Automated status pages that reflect your actual service health - no manual updates required.

A status page tells your users whether your product is working. Most status page tools require you to manually post updates when something goes wrong - UpCanary’s status pages update automatically based on your real monitor data.

How UpCanary Status Pages Work Differently

Traditional status pages are manually maintained. Someone has to notice the outage, log in, write an update, and post it - often 10–20 minutes after users are already affected.

UpCanary status pages are driven directly by your monitors. The moment a monitor detects downtime, the status page reflects it. No human action required.

  • Automatic status updates - component health mirrors your live monitor state
  • Real-time delivery - changes are pushed to visitors instantly via server-sent events, no page refresh needed
  • Uptime history - visitors can see the reliability trend over the past 30, 60, or 90 days
  • No credibility gap - your status page says what your monitors actually see

Visibility Modes

Every status page has one of three visibility settings:

ModeWho can access
PublicAnyone with the URL - no login required
ProtectedAnyone who has your access key
PrivateOnly signed-in members of your team

Public pages are ideal for customer-facing status. Protected pages work well for internal dashboards or beta users. Private pages are for internal operations visibility only.

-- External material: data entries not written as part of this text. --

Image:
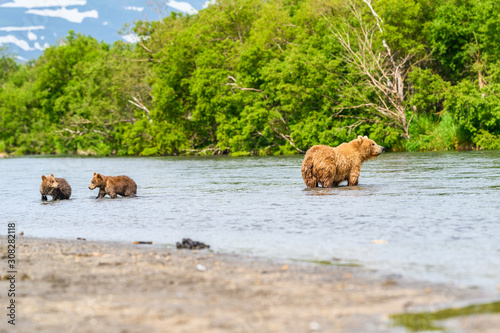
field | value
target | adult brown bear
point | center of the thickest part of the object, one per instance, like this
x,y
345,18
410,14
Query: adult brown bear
x,y
327,166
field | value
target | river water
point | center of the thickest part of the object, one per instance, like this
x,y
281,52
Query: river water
x,y
429,216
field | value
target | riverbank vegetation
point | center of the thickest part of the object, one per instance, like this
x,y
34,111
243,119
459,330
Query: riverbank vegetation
x,y
265,77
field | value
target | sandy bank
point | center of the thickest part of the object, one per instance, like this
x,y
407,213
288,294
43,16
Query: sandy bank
x,y
82,286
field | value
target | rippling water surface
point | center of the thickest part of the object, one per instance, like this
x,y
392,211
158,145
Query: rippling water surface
x,y
438,212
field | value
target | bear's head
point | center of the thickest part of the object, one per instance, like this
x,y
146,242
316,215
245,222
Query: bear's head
x,y
48,184
369,149
97,181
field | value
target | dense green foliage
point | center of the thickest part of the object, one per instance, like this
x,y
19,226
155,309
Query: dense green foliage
x,y
265,77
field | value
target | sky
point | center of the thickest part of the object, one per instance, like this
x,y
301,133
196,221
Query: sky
x,y
27,27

See Visibility & Access Control for full details.

What Visitors See

A published status page shows visitors a clear picture of your service health:

  • Overall status banner - a single headline like “All Systems Operational” or “Partial Outage”
  • Component list - each monitor you’ve attached appears as a named component with its current status (Operational, Degraded, or Down)
  • Uptime history - a visual history bar for each component showing availability over time
  • Active incidents - any open incidents with their current status and timeline
  • Third-party services - statuses of external dependencies like AWS, Stripe, or GitHub that you’ve subscribed to

Real-Time Updates

Visitors who have your status page open receive live updates without refreshing. When a monitor state changes, the status banner, component badge, and any affected incidents update immediately across all open browser tabs.